India has long wrestled with what to do with its largely uneducated population. In places like the district of Deogarh, the problem is that villagers - although aware the act is aimed at creating jobs - are ignorant of its safeguards to ensure transparency. Poverty rates there are some of the worst in the country, and people are content to get any work at all. Social audits are rare, so corrupt officials can get away with ignoring the law.
In the wealthier, more developed states, where community participation in the democratic process is strong, a common complaint might be that a medical kit - a requisite at every worksite under the act- is missing a particular medicine or antiseptic. For labourers in places like Jharkhand, that is the least of their concerns.
A frail 65-year-old woman, Bidya Marande, clad in a yellow sari, her arms and chest covered in deep blue tribal tattoos, and Manchand Rajwar, a 25-year-old man with severe polio, each said they were surprised to find their names listed as employees of a well project.
They complained of being listed on worker rolls but never employed at the site. Others said they had to pay bribes for jobs, or that they did not get paid what they were owed.
When Dr Dreze and his colleagues, many of whom travelled the 1,400km from New Delhi, recently organised a social audit in Jharkhand, villager after villager recited stories about corruption, intimidation and embezzlement.
Standing up and accusing corrupt officials of malfeasance doesn't come without certain risks. In May, a day before a social audit in Jharkhand, the body of a social activist, Lalit Mehta, was found in a shallow grave, his body badly beaten. A federal investigation is ongoing.

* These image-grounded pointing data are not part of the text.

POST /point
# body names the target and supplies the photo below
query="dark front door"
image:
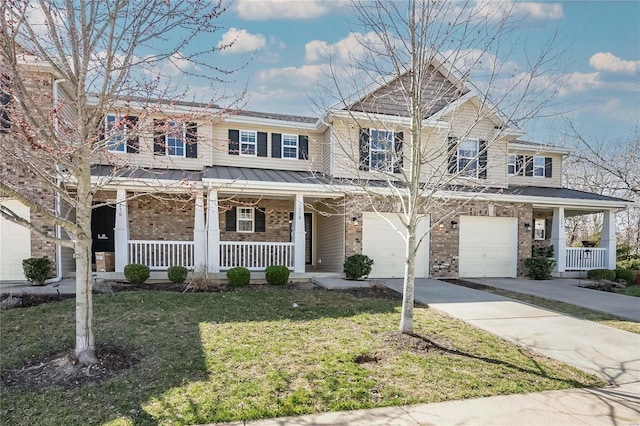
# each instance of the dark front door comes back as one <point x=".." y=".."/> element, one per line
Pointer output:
<point x="308" y="236"/>
<point x="103" y="220"/>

After that, many Indians began questioning the act's effectiveness.
Amita Sharma, the head of the programme at New Delhi's Ministry of Rural Development, wants online records for each project's workers, bank deposits and spending by the central government. Of the 90 million job cards, some 50 million have already been registered in an online database.

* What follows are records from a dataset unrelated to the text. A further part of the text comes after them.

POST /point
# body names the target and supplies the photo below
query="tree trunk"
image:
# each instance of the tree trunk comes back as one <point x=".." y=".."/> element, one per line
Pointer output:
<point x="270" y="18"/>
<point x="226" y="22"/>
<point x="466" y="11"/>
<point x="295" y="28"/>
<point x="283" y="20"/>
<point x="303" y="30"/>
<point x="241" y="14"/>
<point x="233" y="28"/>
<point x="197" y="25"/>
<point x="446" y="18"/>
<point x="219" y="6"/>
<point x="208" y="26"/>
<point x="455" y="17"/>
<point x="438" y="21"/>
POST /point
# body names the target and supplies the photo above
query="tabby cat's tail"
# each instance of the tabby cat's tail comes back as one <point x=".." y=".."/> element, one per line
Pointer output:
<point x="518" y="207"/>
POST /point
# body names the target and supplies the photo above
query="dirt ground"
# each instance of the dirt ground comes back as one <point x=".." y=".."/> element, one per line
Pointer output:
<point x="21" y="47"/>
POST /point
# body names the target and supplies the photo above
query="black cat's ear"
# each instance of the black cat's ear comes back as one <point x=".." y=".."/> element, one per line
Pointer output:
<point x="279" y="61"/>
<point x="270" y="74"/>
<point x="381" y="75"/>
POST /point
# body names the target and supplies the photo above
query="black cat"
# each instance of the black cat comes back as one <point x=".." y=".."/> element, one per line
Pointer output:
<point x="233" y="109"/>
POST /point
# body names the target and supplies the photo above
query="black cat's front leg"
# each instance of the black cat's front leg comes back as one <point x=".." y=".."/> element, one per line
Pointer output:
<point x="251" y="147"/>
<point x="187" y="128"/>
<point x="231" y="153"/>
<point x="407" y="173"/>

"If an outside person wants to do a check - all they have to do is pull out the data," Ms Sharma said. "It creates a system of checks and balances."
Such scrutiny functions well in richer states, but for labourers in poorer regions like Jharkhand, where internet penetration and computer literacy is in the low single digits, it is much more difficult.

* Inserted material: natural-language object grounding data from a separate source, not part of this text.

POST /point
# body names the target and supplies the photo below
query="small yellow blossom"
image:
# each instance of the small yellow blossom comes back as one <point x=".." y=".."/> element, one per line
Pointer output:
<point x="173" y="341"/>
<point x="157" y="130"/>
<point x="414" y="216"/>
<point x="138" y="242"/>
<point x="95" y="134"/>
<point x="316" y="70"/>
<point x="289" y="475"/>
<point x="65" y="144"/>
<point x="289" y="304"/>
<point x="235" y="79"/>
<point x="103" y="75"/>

In Deogarh, for example, most homes lack electricity. Over the years, the central government has divested many responsibilities to the village governments.
But, because of illiteracy, discrimination and a lack of education, villagers go begging to higher authorities who hold the purse strings to government programmes.
"The whole nexus between the politicians and the contractors and the corrupt bureaucrats is very strong," said Dr Dreze. Together with a team of other economists, college students and farmers, he spent a week before the public meeting combing through files and visiting villages to confirm names listed on worksheets and that people were being paid what they were owed.
The idea isn't to bring justice to the workers who have been cheated. That would entail going through the court system, which many regard as so clogged up and slow that it's virtually useless. Rather, the act is aimed at creating a critical mass of pressure on government officials to prevent the problems affecting rural communities from occurring again.
Fake names on worksheets mean money for project leaders, as long as there is someone at the bank willing to collude with them.
"This is the root of all the ills and woes afflicting rural governance in India and the execution of the act," said Parshuram Rai, director of the New Delhi-based Centre for Environment and Food Security. "There is a lot of hype about the empowerment of [elected village administrations] but the truth on the ground is very disappointing."